Tipsheet

On Like Donkey Kong

I'm on O'Reilly as usual tonight, talking about the 'Nets.

We're covering the "darkened" picture of Obama controversy. Here's the original Daily Kos entry accusing the Hillary campaign of darkening Obama's face in an ad as some sort of racist plot to make him appear blacker and, therefore, presumably more "threatening."

Here's the original footage of Obama the ad used, from the debate in question.

Here's Hillary's ad, which we'll all concede does make him darker.

But, as Allah notes, he's mostly greyer and washed out, not real menacing. It's also a negative ad, in which all the frames are a little greyer and foreboding than they would normally be, not just the clip of Obama.

The Clinton campaign first claimed that the ad was darkened as part of a "saturation-desaturation" process, and:
Asked for comment, Clinton campaign spokesman Jay Carson said, "this is a bogus assertion. Ads look different based on software, screens, computers, television, etc."
Little Green Footballs supports that assertion with a technical explanation.

Later, they claimed the ad is not Hillary's, which seems very silly given that it's available on her web site and on her YouTube site.
He said on Fox News that he had spoken with the campaigns chief ad-maker, Mandy Grunwald, who emphatically denied the ad on DailyKos was theirs.

"We don't know what is up there, but it is not our ad," Mr Carson said.

So, anyway, my feeling was that this was another raaaaacist creation of the lefty blogs, ala the drums in the back of that Corker radio ad in Tennessee in '06, but what's with Hillary's campaign saying two different things about the ad? It seems reasonable to assume the difference in color is due to technology and the natural tendency to make a negative ad darker, but the response from the Hillary campaign is weird.

The whole thing's just a preview of the race-baiting wonderland we're headed into if Obama's the Democratic nominee. Listen, some things need to be called out. I think the superfluous middle-name usage, for instance, is designed to send a message and should be cut out. I understand that some things are out of bounds, but liberals have been demagoguing race for so long, they can't tell the difference between real racism and coded messages that are just figments of their fevered, guilty imaginations (or, deliberate fabrications of their cynical imaginations, even).
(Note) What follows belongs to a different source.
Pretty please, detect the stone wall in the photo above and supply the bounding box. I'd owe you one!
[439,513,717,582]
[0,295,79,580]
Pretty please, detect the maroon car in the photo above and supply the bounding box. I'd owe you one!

Let us not forget, either, that the Democratic Party has been accused, with some credibility, of darkening ads of Republican Bobby Jindal in 2003 to make him less palatable to Northern Louisia voters. And, even Mr. Post-Racial himself is not wholly without blame.

So, let's play careful with the raaaaaacism accusations. It just seems to me, in this case, team Hillary would have much more to lose than to gain by darkening Obama by a few shades.

Oh, and we're talking about Huffington Post having nasty comments on it.